運転席周りでは助手席がマニュアル調整式となり、シートヒーターの設定がなく、シート地がファブリック&部分レザーのコンビネーションになるのがT5 Inscription以上のグレードとの違いで、逆に言えばそれ以外は上級グレードとほぼ変わらない。もっと言えば、T5 Inscriptionのレザーシートよりファブリックシートのほうがかけ心地がソフトで、体重が軽くても適度に沈み込むホールド感、快適感で上回る印象だ。体重64kgのボクも、迷わず張りの固いレザーシートより、明るく洗練された、スウェディッシュデザインの粋が際立つ、ブロンドカラーのファブリックのテキスタイルコンビネーションシートを選択するだろう。
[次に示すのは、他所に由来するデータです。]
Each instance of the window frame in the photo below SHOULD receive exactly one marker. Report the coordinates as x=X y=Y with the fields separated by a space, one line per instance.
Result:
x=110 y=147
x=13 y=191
T5 InscriptionとT4 Momentumの走行性能の違いは主にDRIVE-Eと呼ばれる、ボルボ最新の2Lガソリンターボエンジンによるものだ。T5は252ps、35.7kg-m。T4は190ps、30.6kg-mとなる(ミッションはどちらも8AT)が、加速性能というよりエンジンフィールの違いに見るべき点がある。
T5とT4では、エンジンのスムーズさ、振動のなさ、静かさが大きく異なる
試乗したT4 Momentum FFの走りは、車重がAWDに対してちょうどボクの体重ぐらいの60kg軽いこともあり、より軽快。言い方を変えればT5 AWDのほうが車重分、クラスを超えたしっとり重厚感ある(つまりXC60に乗っているような錯覚を覚えるほど)乗り心地を示してくれるというわけだ。
動力性能はT4でもドライブモード・セッティングがデフォルトのコンフォートであればまったく問題なし。ファミリーユースのコンパクトSUVとして必要十分以上の加速力を発揮する。T5との差がつくのは、延々と続く登坂路、ドライブモード・セッティングをエコモードにしたときにでも余裕があるかないか・・・ぐらいのものだ。